The interventions were implemented in tandem, so while the research team is unable to pinpoint which interventions made the most difference, overall they increased the complete flu immunization rate by 20.1 percent to 64.5 percent. The proportion of patients receiving at least 1 dose of vaccination went up by 22.9 percent to 77.7 percent. In 2013, the oncology team continued to reinforce the process changes that they implemented during the study period, and they were able to sustain those rates, Dr. Freedman said.

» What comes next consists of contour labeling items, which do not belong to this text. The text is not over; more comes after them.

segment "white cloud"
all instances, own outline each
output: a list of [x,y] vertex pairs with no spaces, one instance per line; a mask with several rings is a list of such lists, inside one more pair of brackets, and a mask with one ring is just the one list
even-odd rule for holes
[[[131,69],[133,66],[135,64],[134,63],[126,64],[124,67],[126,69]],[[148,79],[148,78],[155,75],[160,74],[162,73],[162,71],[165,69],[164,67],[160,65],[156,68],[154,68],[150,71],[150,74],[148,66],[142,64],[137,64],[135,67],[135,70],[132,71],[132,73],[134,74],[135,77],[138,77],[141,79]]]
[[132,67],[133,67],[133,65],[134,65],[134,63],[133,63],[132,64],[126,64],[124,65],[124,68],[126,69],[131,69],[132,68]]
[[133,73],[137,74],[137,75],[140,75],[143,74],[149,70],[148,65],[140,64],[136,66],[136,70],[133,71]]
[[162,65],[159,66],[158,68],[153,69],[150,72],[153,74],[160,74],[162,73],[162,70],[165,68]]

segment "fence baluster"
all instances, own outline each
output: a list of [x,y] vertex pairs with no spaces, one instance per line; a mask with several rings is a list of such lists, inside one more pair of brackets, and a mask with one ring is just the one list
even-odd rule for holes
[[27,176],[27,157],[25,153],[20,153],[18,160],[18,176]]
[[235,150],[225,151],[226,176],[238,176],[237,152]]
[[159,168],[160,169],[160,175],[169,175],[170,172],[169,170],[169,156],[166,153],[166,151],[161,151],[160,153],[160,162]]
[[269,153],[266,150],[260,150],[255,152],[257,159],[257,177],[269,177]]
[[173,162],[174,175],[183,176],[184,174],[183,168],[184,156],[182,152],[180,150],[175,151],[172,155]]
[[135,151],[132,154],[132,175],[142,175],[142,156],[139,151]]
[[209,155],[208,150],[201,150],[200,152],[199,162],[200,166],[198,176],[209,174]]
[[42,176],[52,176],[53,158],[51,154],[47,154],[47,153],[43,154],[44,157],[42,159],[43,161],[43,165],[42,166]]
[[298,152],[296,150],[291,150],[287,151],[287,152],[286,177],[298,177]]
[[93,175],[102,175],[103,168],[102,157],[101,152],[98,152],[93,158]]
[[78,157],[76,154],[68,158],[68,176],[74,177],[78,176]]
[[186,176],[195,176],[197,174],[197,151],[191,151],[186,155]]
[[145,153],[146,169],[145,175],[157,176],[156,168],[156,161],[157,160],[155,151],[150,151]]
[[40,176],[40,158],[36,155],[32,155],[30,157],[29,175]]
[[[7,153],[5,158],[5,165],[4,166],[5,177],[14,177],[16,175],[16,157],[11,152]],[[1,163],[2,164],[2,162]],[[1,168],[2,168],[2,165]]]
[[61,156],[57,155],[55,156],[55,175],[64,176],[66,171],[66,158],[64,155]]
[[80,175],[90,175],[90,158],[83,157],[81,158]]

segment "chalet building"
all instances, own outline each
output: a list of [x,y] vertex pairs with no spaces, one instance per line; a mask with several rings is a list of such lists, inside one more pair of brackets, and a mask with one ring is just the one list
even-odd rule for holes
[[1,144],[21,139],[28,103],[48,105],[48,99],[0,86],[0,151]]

“We augmented the opportunity for vaccination,” Dr. Freedman said. “The key to the success of this initiative is it was multifaceted and multidisciplinary. It has become part of our culture in clinic, and everyone has a sense of comradery about catching someone falling through the cracks.”
Other pediatric healthcare institutions could easily adapt this project to their settings with little expense or upkeep, Dr. Freedman pointed out. He also anticipates that similar approaches could be used within future quality improvement efforts to increase vigilance in other areas of pediatric cancer care, such as facilitating adherence to medication.
“This study shows that putting together new process changes, while it requires attention, education, and people who are invested, is feasible, doable, and affordable,” Dr. Freedman said.
The results of this study appeared online Jan. 12 in Pediatrics.